Kostum"nya Doris Day disini classy" banget; lokasi settingnya juga, pokoknya there's not a dull moment atau dialogue di filmnya. Pilihan acara date mereka juga classy dan bakal masih relevan kalo dipake sampe sekarang. Bener" romantic ideal date, tapi enggak terlalu cheesy atau keseringan dipake sampe jadi klise yang irritating.

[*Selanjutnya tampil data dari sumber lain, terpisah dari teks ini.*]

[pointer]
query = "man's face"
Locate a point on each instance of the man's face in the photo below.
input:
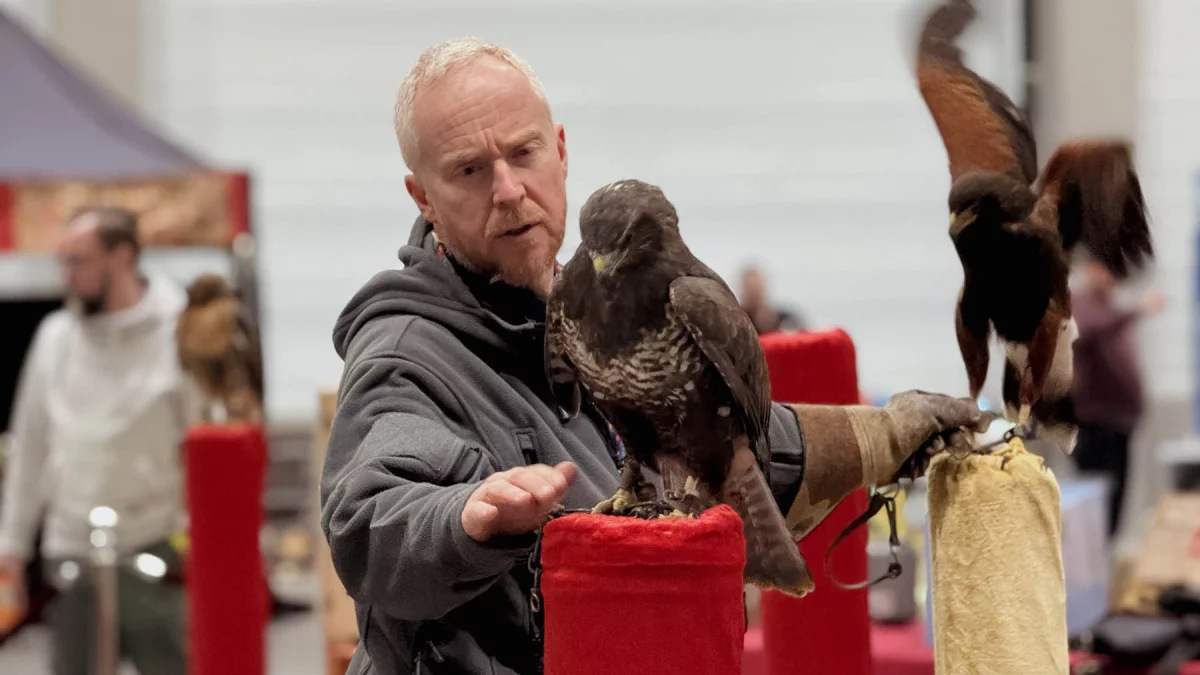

Ada satu adegan dimana aku bisa ngerasa the sexual tension yang dibangun; adegan dimana Doris Day lagi berendam di bath tub penuh busa, terus dengan trik pemisah screen, di sisi lainnya ada Rock Hudson yang juga lagi berendam di bathtub penuh busa dan mereka lagi saling menelpon. And then they slide one of their feet along the screen separator as if their sliding it without the separator there. Wow!
Enggak tau kenapa, tapi adegan itu bener" give me the butterflies.
Ada adegan satu lagi yang lucu walopun tidak dimaksudin untuk jadi lucu, karena aku mbayangin dimasa itu kan Rock Hudson belum come out of the closet, tapi di film itu ada satu adegan dimana tokoh Brad Allen mengingatkan Doris Day tentang kemungkinan Rex Stetson itu gay, walopun enggak jelas" dibilang gitu. Ceritanya Rex, the innocent southern alter ego, selalu berperilaku kayak perfect gentleman dan enggak pernah taking advantage. Terus Brad mengingatkan ttg keberadaan those guys yang tipe" mama's boys, kerjaannya gossiping dan exchange recipes. Hmm… jadi mbayangin, apa Rock Hudson enggak ngerasa geli pas tau itulah gambaran orang" taun 1960-an tentang orang gay.
But overall, aku ngerasa kalo film ini pantas dianggap seimbang dan seklasik Breakfast at Tiffany's. Classy, smart, funny (walopun Pillow Talk lebih cocok sebagai film lucu dan Breakfast lebih mengarah ke drama), so advanced of their time, reeks of classy style…Aku bisa mbayangin kok kalo 'Sex and the City' itu enggak bakal ada tanpa 2 foundation stone ini. Tapi sekarang, aku masih ter-amazed" ama naskah witty dan the modern character, attitude, cerita, dan the sublime yet classy sexual tone. Pillow Talk, my favorite romantic comedy.